Our sudden deafness patient was starting to feel less tinnitus, which is amazing after only one day of treatment. Tinnitus can be very difficult to treat but apparently the bleeding therapy we did yesterday was quite helpful. In China, the patients seem to fear needles more than blood letting, but I think the opposite is true in the U.S. Our facial paralysis patient reports that food no longer gets trapped in his cheek when he eats. We had been using abdominal acupuncture, wrist zone four, ear seeds and local bleeding. Our nurse with sinus pain had no more pain or rhinitis but was getting some eye itching and a tension headache after the treatments due to her fear of needles. So we bled GB6 for the tension headache. This makes sense in China. There were four more patients with various run of the mill complaints like coughs and shoulder pain that were improved or nearly gone.
For the lunch break I managed to bike to Fu Zi Miao, the Confucius temple area with lots of shopping. I lunched on various things like takoyaki (Octopus balls), an egg custard, a rice and bean cake, watermelon on a stick and a pork sandwich.
Yes. I made a pig of myself, but I wanted to try a lot of things and they were mostly small. I also managed to haggle for some headphones. I am listening to them right now and it doesn’t sound like I got ripped off, which I was worried about. So that three U.S. dollars was worth it. I also bought a beautiful “Broider” with red leaves and a river boat scene that reminded me of the area.
The nice thing about that area is that there were ten other shops selling the same sort of thing so I had a bargaining tool. Our conversation was all in Chinese, but I was still able to tell her that everyone else had the same thing, so I would only buy it for 50 yuan instead of the 80 she wanted. I probably I could have gotten it for less but at least I got the price I named. In the malls here prices are usually the same as in the U.S., but the shops in the side streets are much cheaper if you are willing to look for them and haggle. I also got some shoes for 35 yuan, after the saleswoman helped me to within an inch of my life.

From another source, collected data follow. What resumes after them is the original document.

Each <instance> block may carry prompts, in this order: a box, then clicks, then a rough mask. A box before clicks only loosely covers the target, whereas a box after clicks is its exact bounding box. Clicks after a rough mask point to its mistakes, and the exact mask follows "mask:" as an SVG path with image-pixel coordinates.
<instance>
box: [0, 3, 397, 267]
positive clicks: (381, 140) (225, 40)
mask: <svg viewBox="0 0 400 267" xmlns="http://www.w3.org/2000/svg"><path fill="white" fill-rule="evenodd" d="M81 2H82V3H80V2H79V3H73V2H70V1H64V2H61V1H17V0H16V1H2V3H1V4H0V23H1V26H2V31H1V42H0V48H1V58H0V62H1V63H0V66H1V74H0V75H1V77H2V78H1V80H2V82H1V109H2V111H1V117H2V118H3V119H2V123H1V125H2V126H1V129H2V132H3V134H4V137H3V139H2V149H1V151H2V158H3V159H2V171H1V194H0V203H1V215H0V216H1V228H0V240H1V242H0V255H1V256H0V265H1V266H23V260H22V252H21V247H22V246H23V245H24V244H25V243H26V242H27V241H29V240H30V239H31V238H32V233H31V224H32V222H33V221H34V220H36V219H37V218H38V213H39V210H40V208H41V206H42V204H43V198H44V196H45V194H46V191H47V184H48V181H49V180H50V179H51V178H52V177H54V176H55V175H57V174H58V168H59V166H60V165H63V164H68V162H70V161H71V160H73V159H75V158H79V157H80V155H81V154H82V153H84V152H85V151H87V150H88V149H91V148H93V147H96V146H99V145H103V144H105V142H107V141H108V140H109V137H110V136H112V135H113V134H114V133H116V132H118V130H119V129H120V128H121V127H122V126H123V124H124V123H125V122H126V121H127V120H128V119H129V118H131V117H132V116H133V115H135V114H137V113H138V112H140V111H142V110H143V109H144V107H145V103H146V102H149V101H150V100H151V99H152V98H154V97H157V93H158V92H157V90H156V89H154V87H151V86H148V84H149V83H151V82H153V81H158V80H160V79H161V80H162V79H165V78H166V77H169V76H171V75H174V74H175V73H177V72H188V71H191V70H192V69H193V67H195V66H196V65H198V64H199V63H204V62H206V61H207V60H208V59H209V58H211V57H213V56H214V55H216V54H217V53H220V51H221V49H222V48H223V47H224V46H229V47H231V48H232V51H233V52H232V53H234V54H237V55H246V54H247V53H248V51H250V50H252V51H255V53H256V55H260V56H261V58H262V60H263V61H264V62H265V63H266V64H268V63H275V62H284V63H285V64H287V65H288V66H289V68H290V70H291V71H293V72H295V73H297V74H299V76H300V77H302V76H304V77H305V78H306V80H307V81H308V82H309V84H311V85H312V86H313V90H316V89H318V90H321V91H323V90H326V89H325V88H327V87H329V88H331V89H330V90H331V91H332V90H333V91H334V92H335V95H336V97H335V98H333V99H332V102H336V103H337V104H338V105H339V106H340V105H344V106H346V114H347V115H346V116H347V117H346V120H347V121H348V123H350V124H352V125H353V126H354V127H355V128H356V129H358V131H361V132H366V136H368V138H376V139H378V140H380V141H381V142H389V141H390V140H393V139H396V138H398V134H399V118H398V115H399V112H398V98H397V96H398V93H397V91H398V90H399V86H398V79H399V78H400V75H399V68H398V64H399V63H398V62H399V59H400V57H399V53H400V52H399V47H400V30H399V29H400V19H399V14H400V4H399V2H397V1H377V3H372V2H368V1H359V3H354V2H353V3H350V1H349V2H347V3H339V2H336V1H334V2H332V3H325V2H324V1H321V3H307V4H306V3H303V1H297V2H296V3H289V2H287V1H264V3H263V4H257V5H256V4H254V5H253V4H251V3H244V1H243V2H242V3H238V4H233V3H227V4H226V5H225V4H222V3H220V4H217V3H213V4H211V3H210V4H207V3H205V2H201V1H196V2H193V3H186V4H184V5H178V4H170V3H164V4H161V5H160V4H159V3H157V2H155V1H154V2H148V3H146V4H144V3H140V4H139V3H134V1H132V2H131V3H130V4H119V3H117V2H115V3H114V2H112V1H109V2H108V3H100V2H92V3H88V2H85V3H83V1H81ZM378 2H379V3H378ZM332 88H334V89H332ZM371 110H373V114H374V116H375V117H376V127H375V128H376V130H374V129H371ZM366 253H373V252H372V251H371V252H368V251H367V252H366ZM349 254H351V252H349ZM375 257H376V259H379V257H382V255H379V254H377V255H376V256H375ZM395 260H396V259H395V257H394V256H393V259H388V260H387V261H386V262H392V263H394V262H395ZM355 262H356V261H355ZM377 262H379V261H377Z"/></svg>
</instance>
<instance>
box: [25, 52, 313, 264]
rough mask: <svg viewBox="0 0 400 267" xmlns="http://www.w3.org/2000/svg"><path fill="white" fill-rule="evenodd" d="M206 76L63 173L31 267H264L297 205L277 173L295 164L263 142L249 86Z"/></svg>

As a foreigner, it is impossible to go into a store without at least one person following you around the entire time you shop. I hate that even in the U.S., but here they seem curious as much as anything.

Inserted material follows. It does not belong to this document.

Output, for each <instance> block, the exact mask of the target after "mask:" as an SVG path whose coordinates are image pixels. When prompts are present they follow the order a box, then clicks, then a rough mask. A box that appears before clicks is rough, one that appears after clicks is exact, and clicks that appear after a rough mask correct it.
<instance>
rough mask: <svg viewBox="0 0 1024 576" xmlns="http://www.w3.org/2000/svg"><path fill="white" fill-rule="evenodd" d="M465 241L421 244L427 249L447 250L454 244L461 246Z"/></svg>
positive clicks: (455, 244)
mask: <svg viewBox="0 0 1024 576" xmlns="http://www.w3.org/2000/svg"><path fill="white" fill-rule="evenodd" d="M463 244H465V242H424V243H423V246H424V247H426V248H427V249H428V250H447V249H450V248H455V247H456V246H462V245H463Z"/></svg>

After shift I still had a ton of phlegm in my lungs, so Grant and I went to get cupping. The people who did it were some of the blind massage therapists. They do good work, but according to Grant my back looked like “a bleeping crime scene” afterwards. It does look very purple in some spots, but since I am sick and have had back pain that makes sense. The idea is that the more stagnation and pain you have, the darker the color that will come up after cupping. A purple/blue color rather than a red color can also indicate that cold and dampness has invaded the body. As a Portland Oregon native I defiantly had some of that. The massage place we went to used plastic pump cups instead of the glass ones, which are much less comfortable.
I use glass cups instead for that kind of cupping, but it did seem to work just as well. Dinner was the same grill we went to last night, which was good but they continue to try to kill me by putting hot spice on my food when I ask for no spice. My mouth was numb, actually NUMB for at least half an hour at the end of the meal. I continue to search for shirts with weird English on them, but otherwise that’s it for today. Beth found a shirt with a picture of a salt shaker on it that said “Shake it like a booty”. Ok, so it didn’t say “booty”, but I am trying to keep this blog relatively family friendly. The back said “shake, shake”, so that is what I am trying to top.